Nel pomeriggio di ieri, 5 maggio 2026, presso la Sala Consiliare del Comune di Pantelleria, Il Sindaco Fabrizio D’Ancona, insieme con il direttore del Parco Carmine Vitale e il COmandante della Capitaneria di Porto Claudio Marrone, ha resa nota la necessità dell’Ordinanza N. 13 del 6/6/2026 per la sicurezza in mare per bagnanti e naviganti della costa. 
Per conoscere esattamente le località sottoposta ai limiti, è stato creato un qr code, che darà tutte le indicazioni necessarie e che troverete alla fine dell’articolo.

Il documento dell’Ufficio Marittimo di Pantelleria così recita:

Il litorale dell’isola di Pantelleria è caratterizzato da tratti di falesie a picco sul mare, scogliere dalle elevate pendenze e accumuli di roccia fratturata, che presentano fenomeni di dissesto idrogeologico di pericolosità molto elevata. La Relazione Geomorfologica allegata al provvedimento di approvazione dell’aggiornamento del “Piano Stralcio di Bacino per l’Assetto Idrogeologico (di seguito “P.A.I.”) dell’Isola di Pantelleria” (D.S.G. 817/2023 citato in preambolo) ha accertato infatti che, “considerata la natura geologica (esclusivamente vulcanica) e le caratteristiche geomorfologiche dell’isola, la tipologia prevalente (quasi esclusiva) dei dissesti presenti è quella di crollo […].

I dissesti censiti risultano essere 295 di cui 293 di crollo […]. I dissesti di crollo censiti interessano pareti verticali o sub verticali e versanti notevolmente acclivi […]. La pericolosità, per il principio di cautela […], è stata attribuita molto elevata P4 a tutti i dissesti di crollo”. I fenomeni di dissesto sopra citati sono meglio rappresentati nelle allegate Carte della pericolosità geomorfologica in scala 1:10.000 delle sezioni CTR nn.rr.
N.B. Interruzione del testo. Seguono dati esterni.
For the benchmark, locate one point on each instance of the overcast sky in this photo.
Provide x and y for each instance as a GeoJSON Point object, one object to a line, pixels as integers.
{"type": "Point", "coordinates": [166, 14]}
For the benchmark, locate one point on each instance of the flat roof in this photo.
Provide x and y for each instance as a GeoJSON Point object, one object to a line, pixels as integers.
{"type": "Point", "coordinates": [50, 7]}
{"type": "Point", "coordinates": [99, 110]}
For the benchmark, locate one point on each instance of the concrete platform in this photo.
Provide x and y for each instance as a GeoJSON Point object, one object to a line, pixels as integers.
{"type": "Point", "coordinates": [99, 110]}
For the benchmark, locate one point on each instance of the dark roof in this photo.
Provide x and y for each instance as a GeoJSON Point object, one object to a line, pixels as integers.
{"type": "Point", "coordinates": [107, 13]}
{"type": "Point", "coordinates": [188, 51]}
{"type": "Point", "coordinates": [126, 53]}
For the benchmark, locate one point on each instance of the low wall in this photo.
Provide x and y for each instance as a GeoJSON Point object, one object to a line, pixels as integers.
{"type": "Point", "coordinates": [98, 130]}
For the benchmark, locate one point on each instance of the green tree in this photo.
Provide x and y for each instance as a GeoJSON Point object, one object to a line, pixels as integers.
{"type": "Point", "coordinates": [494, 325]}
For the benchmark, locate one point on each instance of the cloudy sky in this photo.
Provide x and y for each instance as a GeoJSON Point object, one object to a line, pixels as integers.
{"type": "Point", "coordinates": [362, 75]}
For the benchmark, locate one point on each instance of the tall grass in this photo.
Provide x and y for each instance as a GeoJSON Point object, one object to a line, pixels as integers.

P_626910, P_626920, P_626930 e P_626940, redatte dalla competente Autorità di Bacino del Distretto Idrografico della Sicilia. Per quanto precede,

O R D I N A

Articolo 1 (Individuazione delle zone di dissesto)

1.1 Allo scopo di salvaguardare la vita umana in mare e contestualmente disciplinare l’uso degli specchi acquei a ridosso dei tratti di costa interessati da fenomeni di dissesto censiti dalla pianificazione di cui al Rende Noto (P.A.I.) e caratterizzati da indice di pericolosità molto elevato (P4), sono individuate e regolamentate n. 3 (tre) fasce di litorale, denominate rispettivamente “zona rossa”, “zona gialla” e “zona verde” distinte in relazione all’altezza e alla morfologia della scogliera e alla distanza di sicurezza da mantenere rispetto alla linea di costa, tenendo conto delle indicazioni tecniche contenute negli studi citati in preambolo: Zona Fascia di sicurezza (dalla linea di costa) Rossa 100 m Gialla 50 m Verde 25, distinte in relazione all’altezza e alla morfologia
della scogliera e alla distanza di sicurezza da mantenere rispetto alla linea di costa, tenendo
conto delle indicazioni tecniche contenute negli studi citati in preambolo.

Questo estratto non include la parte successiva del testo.